Miss Symington, Alastair’s aunt, is a woman of about forty-seven, quite good-looking if she knew how to make the best of herself; rich, free to do what she likes; and here she stays all the year round in a hideous house, eating badly cooked food, wearing ugly clothes, seeing nothing beautiful, hearing nothing beautiful, hardly, I think, aware that there is such a thing as beauty. What could one do to wake her up?
Her minister and his wife are so different. The Lamberts live in a plain little grey stone house in the middle of a walled garden; you enter by a green door in the wall. They have £300 a year to live on, and it shows how little money really matters, for they are absolutely happy. They have everything that any reasonable being could desire, a house where love is, good health, good books and a good fire. Also, by a merciful dispensation of Providence, they have a small servant called Betha, a wise and virtuous child, and she and Mrs. Lambert between them cook, clean and look after the two children. Always by one o’clock Betha has got on her black dress, ready to carry in the early dinner, and when she has washed the dinner dishes out she goes to give the two little girls their daily walk. Mrs. Lambert makes all the clothes for her babies, besides visiting the congregation, presiding at meetings, and reading every book she can lay her hands on. Mr. Lambert is rather a pet. He has a most engaging stammer and helps out the words by giving himself little slaps; but he also has what his wife calls “a dry manner,” and isn’t sufficiently affable to his congregation. Small and thin, with a sort of twisted smile, he is like a benevolent gnome; but his sermons are excellent, and he is a man of wide reading.

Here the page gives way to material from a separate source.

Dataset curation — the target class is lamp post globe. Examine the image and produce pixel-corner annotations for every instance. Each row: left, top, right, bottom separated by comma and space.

Then there is Dr. Kilgour and his sister. He delves in the past and writes of what he finds without hope of it ever seeing the light of publication; and his sister collects pretty well everything—old glass, china, furniture, brass. Her house is like a very nice museum; everywhere you turn there is something worth looking at, not the least being Miss Kilgour herself. Quite old—seventy, I believe—round and comfortable, with such white hair and blue eyes, she is full of funny old rhymes and stories of the people who once lived in Kirkmeikle, and the rise of the new people in Langtoun. There is a bite in her talk which is refreshing; it is so tiresome when everybody says nothing but good of everybody else!

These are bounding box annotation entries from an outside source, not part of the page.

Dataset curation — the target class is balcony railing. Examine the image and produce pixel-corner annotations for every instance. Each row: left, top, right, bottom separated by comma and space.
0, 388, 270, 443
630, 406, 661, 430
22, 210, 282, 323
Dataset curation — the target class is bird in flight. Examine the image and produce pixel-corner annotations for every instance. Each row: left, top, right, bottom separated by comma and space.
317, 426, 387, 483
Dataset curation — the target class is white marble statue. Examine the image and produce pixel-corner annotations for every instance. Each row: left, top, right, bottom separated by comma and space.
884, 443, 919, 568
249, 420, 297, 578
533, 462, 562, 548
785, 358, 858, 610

As to men, I’ve already mentioned Mr. Lambert and Dr. Kilgour. Then there is Mr. Buckler, the retired Indian judge, and—Mr. Simon Beckett. I’ve kept him to the last like the bit of icing on a cake, for he is no less a person than the Simon Beckett who almost succeeded in climbing Everest. You remember Beckett and Cullis were together, well on their way to the top, when Cullis was killed and his companion had to return?
We couldn’t believe that it was the same Beckett, it seemed so utterly unlikely that he should be here; but it appears that when he was a small boy he and his brothers came here for sea-bathing, and the little quiet town remained in his memory, and he thought of it when he wanted a place in which to write in peace. For, you must know, he is writing an account of what happened on that expedition, thus late in the day because he was for long ill and broken.
I like him for his kindness to the small Alastair, who follows him with dog-like devotion.
Poor old Babs sniffs at the whole of Kirkmeikle, but—thanks to Aunt Constance whose acquaintance list I am convinced ranges from Kew to Kotmandu—we have got to know one family with whom she can feel at home, people called Erskine, who have a place about ten miles from this, Queensbarns. They are very pleasant people and are full of schemes for amusing us. “What d’you do here?” one of the girls asked me, and for the life of me I couldn’t tell her. I could only assure her that I didn’t play bridge, and that stunned her into silence. Babs and I went over and played badminton the other day at Queensbarns: it was very nice, but oh! how glad I was to creep back to our own funny little house.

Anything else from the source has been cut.